Shattered Ankle Scenery goes to . . . Cornwall!
Ann Tandy and I often discuss how the scale and geography of the British Isles evades us more than we’d care to admit–you spend your life reading British novels and only later realize you don’t really know where “Suffolk” or “Dover” might physically be. It’s both a testimony to reading and a potential mystification caused by it: you’ve “been there” and were not there. Wherever “there” is.
I’d tried to look into Cornwall before, simply because I have spent more time in northern England, and because Tintagel is there. I’d definitely gone through my King Arthur phase in junior high (Mary Stuart books, anyone? Merlin’s cave was in Bryn Myrddin–it gave me a thrill to see my name in a book because I never had) , and I loved the way the word “Tintagel” sounded. (At least, the way _I_ heard it: TIN ta gel. It’s Tin TA gel, isn’t it?)
So, for today, I rewatched the Rick Steves episode on it as a start, but then I stumbled upon Rick STEIN, of whom I know nothing, but he’s BBC and seems to be interested in everything from painting to cooking. I am SURE this is no news to someone, and for sure, he may not be everyone’s cup of tea, no matter how well brewed. But I am committed to honoring charm where I find it.
He spent half the episode talking to a painter who paints on the beach and uses sand for texture. I’ve already forgotten who the painter is, but god, how I loved his paintings. They remind me of Ryan Molenkamp’s earlier work, where somehow a whole waterscape rises up from smudged color and gritty inclusions. Rick Stein also opens the episode talking about how he and his sister would have a contest to see who could spot the sea first, just as my siblings and I would to see who would see the mountains first, and it reminded me that what seems far off and exotic is always someone’s childhood vacation.
He then went to an heirloom apple orchard, a “kind of Noah’s Ark for Cornish apple species.” I just finished reading Elena Passarello‘s _Animals Strike Curious Poses_ (which is wonderful), and her penultimate essay is about “endlings”–the last living specimen of a species before it becomes extinct. (I preferred the word “terminarch,” which had also been considered.) So, the idea of an orchard which, from above, looks like an elegant variegated moss patch, as a haven for vanishing species appealed to my sense of continuity today, in a time when my days’ only continuity is pain and stillness.
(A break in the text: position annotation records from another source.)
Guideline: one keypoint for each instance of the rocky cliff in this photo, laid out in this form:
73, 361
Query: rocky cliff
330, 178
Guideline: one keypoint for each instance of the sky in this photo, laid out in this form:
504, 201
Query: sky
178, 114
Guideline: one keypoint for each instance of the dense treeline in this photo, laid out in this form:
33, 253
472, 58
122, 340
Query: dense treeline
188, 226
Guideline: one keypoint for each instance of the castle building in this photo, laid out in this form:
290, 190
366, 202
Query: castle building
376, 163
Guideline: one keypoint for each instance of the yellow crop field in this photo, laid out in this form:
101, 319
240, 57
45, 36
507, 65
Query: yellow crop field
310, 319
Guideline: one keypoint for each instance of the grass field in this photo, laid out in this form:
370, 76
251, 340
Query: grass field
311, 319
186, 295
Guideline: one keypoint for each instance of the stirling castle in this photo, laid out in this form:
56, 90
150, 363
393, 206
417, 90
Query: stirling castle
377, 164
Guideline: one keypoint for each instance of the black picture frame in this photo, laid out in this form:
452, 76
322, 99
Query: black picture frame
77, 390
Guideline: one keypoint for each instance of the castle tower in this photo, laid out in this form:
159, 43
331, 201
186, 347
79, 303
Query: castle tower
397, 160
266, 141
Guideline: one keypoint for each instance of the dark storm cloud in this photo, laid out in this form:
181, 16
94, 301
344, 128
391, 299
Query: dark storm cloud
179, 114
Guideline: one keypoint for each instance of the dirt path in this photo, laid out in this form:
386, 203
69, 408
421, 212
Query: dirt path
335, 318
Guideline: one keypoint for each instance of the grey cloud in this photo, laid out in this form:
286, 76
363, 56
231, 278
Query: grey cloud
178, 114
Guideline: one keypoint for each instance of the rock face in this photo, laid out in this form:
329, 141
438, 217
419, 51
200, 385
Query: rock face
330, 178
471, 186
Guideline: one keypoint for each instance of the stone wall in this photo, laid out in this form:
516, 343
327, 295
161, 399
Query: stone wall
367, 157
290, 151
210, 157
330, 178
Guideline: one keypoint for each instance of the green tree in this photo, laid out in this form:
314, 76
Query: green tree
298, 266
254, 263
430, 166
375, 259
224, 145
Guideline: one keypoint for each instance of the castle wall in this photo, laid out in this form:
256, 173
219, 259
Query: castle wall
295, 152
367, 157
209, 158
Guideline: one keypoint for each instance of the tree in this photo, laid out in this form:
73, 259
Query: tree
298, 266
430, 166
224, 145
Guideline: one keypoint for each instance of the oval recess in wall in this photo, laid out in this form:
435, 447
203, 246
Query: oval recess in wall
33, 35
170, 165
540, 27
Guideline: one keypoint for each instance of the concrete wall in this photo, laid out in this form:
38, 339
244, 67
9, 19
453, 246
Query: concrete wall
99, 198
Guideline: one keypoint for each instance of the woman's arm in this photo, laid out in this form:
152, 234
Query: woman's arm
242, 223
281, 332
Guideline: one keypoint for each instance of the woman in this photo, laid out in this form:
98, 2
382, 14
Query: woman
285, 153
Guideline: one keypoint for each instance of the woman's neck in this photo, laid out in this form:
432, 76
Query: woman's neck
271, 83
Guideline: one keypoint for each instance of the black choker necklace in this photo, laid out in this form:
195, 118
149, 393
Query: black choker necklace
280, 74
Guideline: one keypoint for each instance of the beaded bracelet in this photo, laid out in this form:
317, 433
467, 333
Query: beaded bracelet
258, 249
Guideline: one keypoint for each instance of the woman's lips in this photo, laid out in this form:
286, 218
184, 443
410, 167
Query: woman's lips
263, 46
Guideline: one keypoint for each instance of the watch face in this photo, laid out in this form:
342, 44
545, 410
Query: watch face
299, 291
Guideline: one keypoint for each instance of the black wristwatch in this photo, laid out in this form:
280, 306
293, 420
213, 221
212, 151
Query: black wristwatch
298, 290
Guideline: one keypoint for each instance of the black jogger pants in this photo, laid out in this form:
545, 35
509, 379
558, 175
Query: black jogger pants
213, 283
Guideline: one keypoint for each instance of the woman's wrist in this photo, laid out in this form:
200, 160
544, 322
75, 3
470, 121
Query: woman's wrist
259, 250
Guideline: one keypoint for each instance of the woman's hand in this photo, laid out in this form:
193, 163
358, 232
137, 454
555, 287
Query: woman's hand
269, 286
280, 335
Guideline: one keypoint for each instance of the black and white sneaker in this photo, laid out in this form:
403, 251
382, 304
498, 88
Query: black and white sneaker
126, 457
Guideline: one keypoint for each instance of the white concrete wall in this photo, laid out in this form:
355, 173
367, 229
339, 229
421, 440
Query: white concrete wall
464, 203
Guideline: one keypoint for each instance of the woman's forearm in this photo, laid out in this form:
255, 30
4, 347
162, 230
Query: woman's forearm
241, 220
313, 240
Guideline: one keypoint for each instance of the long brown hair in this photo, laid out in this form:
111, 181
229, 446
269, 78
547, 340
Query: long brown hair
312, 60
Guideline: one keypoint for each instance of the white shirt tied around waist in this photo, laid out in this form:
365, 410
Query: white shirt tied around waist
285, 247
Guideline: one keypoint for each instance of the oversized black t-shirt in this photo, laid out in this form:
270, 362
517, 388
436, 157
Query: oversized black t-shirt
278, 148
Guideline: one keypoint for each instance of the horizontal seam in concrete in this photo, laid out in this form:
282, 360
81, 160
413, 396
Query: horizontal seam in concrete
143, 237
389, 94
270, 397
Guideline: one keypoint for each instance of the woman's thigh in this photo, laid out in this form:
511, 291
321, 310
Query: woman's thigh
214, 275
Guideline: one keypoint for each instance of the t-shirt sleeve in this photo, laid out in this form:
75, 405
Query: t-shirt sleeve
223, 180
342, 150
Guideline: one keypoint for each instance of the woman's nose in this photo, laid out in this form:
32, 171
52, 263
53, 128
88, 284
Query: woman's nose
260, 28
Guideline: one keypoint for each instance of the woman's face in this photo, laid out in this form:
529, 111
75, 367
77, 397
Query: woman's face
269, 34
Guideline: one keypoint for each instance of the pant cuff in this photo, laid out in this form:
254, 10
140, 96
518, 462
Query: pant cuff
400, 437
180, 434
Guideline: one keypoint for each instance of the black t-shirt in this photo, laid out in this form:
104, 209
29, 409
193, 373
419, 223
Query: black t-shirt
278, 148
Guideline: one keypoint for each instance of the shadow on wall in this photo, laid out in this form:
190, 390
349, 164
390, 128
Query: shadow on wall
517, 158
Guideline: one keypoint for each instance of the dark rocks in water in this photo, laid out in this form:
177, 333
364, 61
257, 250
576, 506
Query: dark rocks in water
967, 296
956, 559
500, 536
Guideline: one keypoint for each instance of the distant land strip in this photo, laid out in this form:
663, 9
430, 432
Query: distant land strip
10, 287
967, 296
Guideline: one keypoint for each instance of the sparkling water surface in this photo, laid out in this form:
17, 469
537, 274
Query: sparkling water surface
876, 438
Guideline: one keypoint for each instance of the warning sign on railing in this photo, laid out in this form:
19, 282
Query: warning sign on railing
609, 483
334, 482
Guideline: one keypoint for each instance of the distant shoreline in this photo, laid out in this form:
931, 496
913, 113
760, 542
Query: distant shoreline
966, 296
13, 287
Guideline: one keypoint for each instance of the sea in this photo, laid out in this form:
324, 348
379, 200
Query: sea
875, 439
I actually gasped when the cardigan-wearing orchard keeper cut a Crimson Queen in half, horizontally. There is something in seeing a mundane object dealt with in a way you never have before (as when a friend of mine told me she used to eat tomatoes like apples). It’s like you realize you’ve been missing an opportunity to reenchant the normal.
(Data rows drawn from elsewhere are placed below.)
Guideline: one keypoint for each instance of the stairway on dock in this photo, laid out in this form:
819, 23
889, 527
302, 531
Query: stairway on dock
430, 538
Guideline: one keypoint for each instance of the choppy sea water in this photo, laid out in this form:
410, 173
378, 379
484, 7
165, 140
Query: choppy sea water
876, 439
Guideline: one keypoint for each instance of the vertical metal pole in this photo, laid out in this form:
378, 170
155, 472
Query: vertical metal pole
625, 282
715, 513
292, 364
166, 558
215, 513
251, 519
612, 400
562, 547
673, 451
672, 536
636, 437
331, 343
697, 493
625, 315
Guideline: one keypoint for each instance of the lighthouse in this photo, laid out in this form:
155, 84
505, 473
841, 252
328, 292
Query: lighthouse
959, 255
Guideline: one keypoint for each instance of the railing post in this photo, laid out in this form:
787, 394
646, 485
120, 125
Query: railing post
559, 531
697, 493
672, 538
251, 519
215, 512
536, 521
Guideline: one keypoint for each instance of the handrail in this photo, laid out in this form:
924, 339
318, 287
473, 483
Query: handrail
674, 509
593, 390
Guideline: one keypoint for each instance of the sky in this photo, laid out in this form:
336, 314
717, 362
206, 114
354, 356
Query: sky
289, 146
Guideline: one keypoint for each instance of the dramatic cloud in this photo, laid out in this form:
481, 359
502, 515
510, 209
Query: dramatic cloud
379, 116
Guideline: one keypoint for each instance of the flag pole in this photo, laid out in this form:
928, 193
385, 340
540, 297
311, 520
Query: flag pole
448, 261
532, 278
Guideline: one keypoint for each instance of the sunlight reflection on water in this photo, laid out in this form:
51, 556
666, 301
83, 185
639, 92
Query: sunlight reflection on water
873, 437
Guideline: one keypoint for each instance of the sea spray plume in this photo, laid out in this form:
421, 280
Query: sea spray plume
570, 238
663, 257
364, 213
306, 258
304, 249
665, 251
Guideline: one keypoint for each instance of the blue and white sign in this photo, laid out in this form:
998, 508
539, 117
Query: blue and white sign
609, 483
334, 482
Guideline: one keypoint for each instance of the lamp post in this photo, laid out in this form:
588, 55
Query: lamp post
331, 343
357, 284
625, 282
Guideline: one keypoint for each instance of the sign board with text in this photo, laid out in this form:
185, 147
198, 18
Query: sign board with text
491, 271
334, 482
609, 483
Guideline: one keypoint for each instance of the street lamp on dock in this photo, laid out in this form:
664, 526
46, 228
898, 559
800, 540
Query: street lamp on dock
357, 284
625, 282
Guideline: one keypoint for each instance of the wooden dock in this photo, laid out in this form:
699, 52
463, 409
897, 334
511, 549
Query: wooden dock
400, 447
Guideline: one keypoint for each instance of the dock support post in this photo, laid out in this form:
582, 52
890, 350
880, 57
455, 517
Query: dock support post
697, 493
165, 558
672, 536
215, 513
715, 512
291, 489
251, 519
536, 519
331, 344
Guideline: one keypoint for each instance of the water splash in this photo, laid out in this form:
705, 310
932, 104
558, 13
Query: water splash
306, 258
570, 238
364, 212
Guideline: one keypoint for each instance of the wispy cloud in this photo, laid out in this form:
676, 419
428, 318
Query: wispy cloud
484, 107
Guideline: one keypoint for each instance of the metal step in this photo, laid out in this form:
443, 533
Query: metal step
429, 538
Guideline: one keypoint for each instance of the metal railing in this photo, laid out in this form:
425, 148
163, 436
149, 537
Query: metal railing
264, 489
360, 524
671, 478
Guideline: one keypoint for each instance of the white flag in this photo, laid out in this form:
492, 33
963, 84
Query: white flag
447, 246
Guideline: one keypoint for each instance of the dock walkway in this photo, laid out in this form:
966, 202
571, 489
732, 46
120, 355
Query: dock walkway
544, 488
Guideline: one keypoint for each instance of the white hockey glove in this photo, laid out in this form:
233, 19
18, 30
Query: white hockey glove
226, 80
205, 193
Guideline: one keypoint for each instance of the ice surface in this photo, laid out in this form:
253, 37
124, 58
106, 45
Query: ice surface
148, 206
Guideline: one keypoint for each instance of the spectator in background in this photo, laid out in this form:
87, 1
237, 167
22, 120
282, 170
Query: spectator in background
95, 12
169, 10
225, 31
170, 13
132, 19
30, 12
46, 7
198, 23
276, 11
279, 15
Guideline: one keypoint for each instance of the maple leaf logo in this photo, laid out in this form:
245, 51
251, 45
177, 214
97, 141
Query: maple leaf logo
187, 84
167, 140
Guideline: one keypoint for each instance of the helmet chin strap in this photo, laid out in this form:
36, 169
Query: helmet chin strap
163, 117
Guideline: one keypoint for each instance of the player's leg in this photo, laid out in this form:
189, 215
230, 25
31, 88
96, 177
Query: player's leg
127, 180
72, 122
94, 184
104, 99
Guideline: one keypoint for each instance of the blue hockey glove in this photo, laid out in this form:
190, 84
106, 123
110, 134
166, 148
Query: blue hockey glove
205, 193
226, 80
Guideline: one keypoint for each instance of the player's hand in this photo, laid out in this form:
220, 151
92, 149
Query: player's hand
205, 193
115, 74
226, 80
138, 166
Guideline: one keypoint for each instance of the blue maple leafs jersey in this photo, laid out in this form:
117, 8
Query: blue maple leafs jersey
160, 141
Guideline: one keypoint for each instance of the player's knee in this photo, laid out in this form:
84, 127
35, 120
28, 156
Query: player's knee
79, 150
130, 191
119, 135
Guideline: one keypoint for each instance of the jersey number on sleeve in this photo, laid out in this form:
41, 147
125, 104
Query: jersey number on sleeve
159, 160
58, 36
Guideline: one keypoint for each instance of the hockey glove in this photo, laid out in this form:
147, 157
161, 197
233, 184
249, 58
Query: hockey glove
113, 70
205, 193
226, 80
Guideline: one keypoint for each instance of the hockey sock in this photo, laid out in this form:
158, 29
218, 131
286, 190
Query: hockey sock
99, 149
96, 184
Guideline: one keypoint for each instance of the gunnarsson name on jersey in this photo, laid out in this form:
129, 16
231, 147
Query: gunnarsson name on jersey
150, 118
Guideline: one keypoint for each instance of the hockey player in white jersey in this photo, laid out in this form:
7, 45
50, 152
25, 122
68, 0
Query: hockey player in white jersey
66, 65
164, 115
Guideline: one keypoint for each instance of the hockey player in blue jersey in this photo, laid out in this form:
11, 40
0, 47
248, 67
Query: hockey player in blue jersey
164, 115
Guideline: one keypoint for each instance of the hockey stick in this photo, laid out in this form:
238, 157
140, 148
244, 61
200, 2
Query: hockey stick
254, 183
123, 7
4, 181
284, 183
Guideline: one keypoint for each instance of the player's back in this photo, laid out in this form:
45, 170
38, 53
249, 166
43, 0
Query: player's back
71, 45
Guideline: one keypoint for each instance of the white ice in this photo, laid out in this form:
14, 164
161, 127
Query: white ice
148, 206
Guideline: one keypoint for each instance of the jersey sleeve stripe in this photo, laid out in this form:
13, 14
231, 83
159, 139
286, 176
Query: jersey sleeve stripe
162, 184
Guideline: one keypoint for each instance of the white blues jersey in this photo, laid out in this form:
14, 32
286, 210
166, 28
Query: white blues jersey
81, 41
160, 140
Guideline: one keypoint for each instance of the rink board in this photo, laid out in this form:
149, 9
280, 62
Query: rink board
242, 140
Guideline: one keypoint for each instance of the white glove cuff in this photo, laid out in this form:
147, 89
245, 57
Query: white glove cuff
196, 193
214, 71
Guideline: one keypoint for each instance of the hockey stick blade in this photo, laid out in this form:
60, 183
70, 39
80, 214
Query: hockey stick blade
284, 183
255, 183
Of course, there was a lot of head shaking about the state of apples today, and the cliched rhetorical question about why we settle for apples so far from the tree. But the colors revealed to me in that half-world of an apple, red ombred to pink then white, as if the apple skin had been washed in the wrong temperature of water . . . I mean, we all know a Red Delicious is anything but. What would it be like to eat an apple and be really in awe of it.
Overall, Cornwall, then, was pretty. Sometimes I worry living in Seattle / the PNW has made me appreciate real natural beauty less, instead of more. You start to realize, as you travel and when you are surrounded by it, that so many places are beautiful for the same reasons (water, tiny rock isles, flowers, birds) and that people tend to do the same things there (beaches, buying, eating, walks). I sometimes miss those early years when I’d moved from Kansas and would just be stunned by the sharpness of a mountain peak against a cold sky or how sunlight on water seemed “charged with,” as Gerard Manley Hopkins said, “the greatness of God,” whether God is a presence for you or not.
I like this chance to immerse in a different way and rediscover the apple.